Von
Kurt Vorburger
Das
Rheintal im Werdenbergischen als «Rüebliland» zu bezeichnen ist
sicher nicht übertrieben. Ein Blick auf die Felder beidseits des
Alpenrheins zeigt, wie wichtig diese Feldfrucht für die Landwirtschaft
ist. Die Tatsache, dass heute annähernd der gesamte inländische Bedarf
an Karotten durch unsere Gegend gedeckt wird, unterstreicht die
Bedeutung dieses Produkts für die hiesigen Bauern.
Doch
wie kam es zu dieser wichtigen Stellung des Rüebli in unserer Region?

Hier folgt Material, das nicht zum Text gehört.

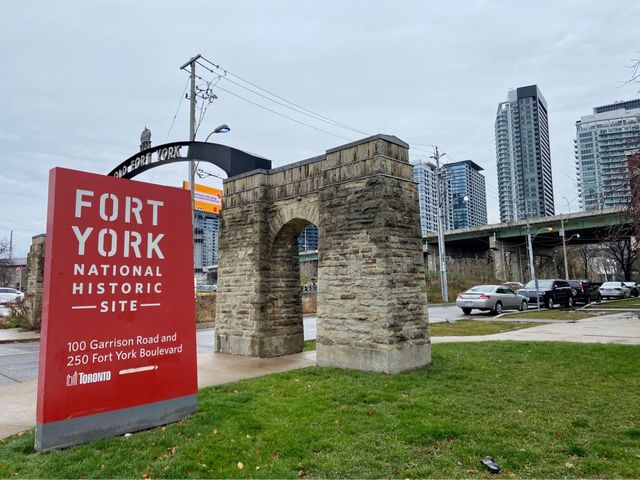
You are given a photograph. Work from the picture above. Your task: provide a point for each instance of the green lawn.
(546, 314)
(542, 410)
(476, 327)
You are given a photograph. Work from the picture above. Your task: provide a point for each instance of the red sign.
(118, 323)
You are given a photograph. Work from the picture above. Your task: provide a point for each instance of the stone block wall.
(35, 283)
(371, 292)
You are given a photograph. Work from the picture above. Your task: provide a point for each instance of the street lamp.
(224, 128)
(532, 268)
(564, 249)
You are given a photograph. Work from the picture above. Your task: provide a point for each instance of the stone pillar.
(243, 269)
(372, 308)
(372, 312)
(34, 282)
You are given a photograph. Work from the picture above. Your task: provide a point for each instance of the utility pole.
(192, 127)
(564, 248)
(440, 192)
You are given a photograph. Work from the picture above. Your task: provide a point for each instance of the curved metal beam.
(231, 160)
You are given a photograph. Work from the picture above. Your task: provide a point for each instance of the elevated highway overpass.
(503, 245)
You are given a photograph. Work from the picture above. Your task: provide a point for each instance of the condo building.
(523, 156)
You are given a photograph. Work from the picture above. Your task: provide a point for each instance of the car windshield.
(541, 284)
(482, 289)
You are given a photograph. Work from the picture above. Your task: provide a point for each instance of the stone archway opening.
(372, 311)
(284, 313)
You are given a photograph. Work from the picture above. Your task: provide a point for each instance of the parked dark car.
(633, 287)
(549, 293)
(585, 291)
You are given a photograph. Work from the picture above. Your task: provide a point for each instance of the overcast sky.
(81, 79)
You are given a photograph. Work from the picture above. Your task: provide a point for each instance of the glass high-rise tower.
(468, 194)
(603, 142)
(523, 155)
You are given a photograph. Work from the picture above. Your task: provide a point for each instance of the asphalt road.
(19, 361)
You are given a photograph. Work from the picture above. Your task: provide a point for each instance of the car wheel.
(498, 308)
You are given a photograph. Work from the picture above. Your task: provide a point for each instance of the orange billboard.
(206, 199)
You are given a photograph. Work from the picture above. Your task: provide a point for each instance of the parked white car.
(614, 290)
(490, 297)
(10, 294)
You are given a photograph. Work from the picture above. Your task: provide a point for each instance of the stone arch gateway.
(372, 312)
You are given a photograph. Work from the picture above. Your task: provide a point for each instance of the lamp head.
(224, 128)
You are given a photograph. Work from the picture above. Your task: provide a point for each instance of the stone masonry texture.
(372, 312)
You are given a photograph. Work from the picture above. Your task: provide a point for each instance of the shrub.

Dieser Frage nachzugehen bedeutet nicht nur, die natürlichen
Voraussetzungen für das Gedeihen dieser Feldfrucht genauer anzuschauen,
sondern auch ein Stück jüngerer Vergangenheit unserer Gegend, speziell
von Räfis-Burgerau, aufzuarbeiten.
Die Weltwirtschaftskrise und ihre Auswirkungen auf Räfis-Burgerau
Bemerkenswerterweise
stand am Anfang
dieser
Erfolgsgeschichte die Weltwirtschaftskrise der zwanziger Jahre und ihre
Folgen. Besonders hart traf es damals die ansässige Stickerei, als
bereits 1921 die
Exporte einbrachen und der
Niedergang dieser Branche trotz zwischenzeitlich leichter Erholung in
den folgenden Jahren unaufhaltsam fortschritt. In dieser Notlage wandten
sich viele Stickerfamilien, aber auch Arbeiter und (Bahn) Angestellte,
wieder vermehrt der Landwirtschaft und besonders dem Ackerbau zu. Eine
zusätzliche Einnahmequelle eröffnete sich ihnen durch den Anbau von
Gemüse auf dem von der Ortsgemeinde zur Verfügung gestellten Boden.

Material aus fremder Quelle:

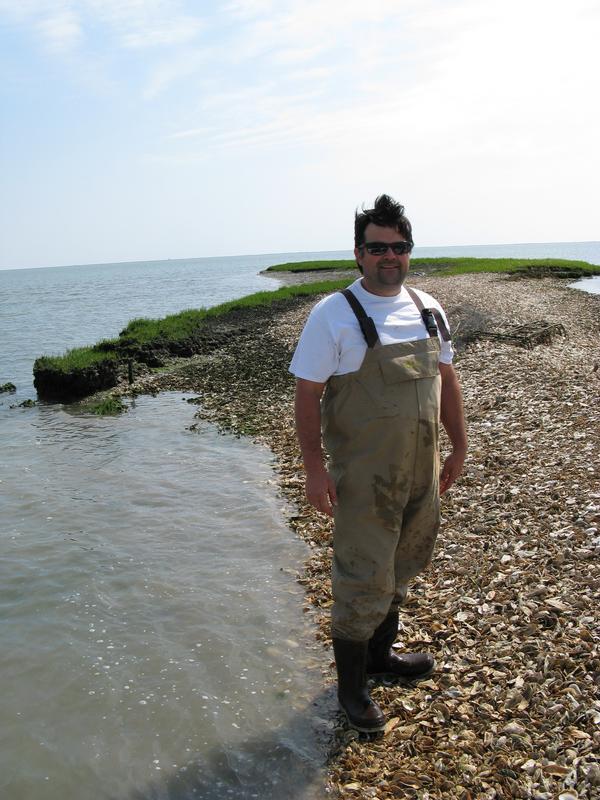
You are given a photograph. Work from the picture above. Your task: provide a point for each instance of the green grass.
(184, 325)
(174, 328)
(109, 407)
(76, 359)
(460, 266)
(450, 266)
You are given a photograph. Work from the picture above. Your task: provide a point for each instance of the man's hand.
(451, 470)
(320, 491)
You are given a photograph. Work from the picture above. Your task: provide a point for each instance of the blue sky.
(149, 129)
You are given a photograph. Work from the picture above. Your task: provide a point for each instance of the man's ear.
(357, 255)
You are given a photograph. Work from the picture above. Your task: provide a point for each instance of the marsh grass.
(452, 266)
(172, 329)
(178, 328)
(109, 406)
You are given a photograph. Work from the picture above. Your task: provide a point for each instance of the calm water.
(152, 640)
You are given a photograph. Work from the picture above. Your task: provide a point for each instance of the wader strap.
(430, 317)
(367, 325)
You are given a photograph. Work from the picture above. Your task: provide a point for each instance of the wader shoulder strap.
(430, 317)
(367, 325)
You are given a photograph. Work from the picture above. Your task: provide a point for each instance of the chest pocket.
(409, 367)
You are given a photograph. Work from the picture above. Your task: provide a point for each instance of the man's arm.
(320, 488)
(453, 420)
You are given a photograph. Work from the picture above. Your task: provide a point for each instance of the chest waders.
(381, 429)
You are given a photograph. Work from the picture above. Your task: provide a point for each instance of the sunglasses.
(381, 248)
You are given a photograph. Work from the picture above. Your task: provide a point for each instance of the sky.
(153, 129)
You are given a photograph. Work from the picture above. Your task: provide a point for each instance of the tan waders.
(380, 427)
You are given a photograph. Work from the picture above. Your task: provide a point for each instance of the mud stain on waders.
(390, 496)
(380, 427)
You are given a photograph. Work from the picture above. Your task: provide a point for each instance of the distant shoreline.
(82, 371)
(503, 604)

Zudem förderte die Konservenindustrie, z.B. die Roco in Rorschach,
diese Entwicklung. In den zwanziger Jahren erlangte zuerst der Anbau von
Bohnen und vor allem von «Poidsverts» (bei uns als «Powärli»
bezeichnet) für die Konservenindustrie eine starke Erweiterung.
Der wiederholte Anbau von Erbsen auf denselben Flächen über
mehrere Jahre führte bald zu einer Zunahme von Schädlingen wie der
Gallmücke und der Blasenfüsse und damit zu steigenden
Ertragseinbussen. Als wichtigste Massnahme zur Schädlingsbekämpfung
bot sich die Fruchtfolge an. In den dreissiger Jahren wurden deshalb
weitere Gemüsesorten wie Bohnen, Essiggurken und Einschneidechabis
angepflanzt.
Rüebliernte
in der Falla, Ende fünfziger Jahre. V.l.n.r.: Ernst Zogg, Fritz Beusch,
Ursula Moser-Beusch, Marie Schwendener und
Nina Beusch
Sandiger
Boden begünstigt den Rüeblianbau
Erstmals
im Rheintal angebaut wurden in dieser Zeit auch die sogenannten
Pariserkarotten (kleine runde Rüebli). Das bei uns kurz als «Rüebli»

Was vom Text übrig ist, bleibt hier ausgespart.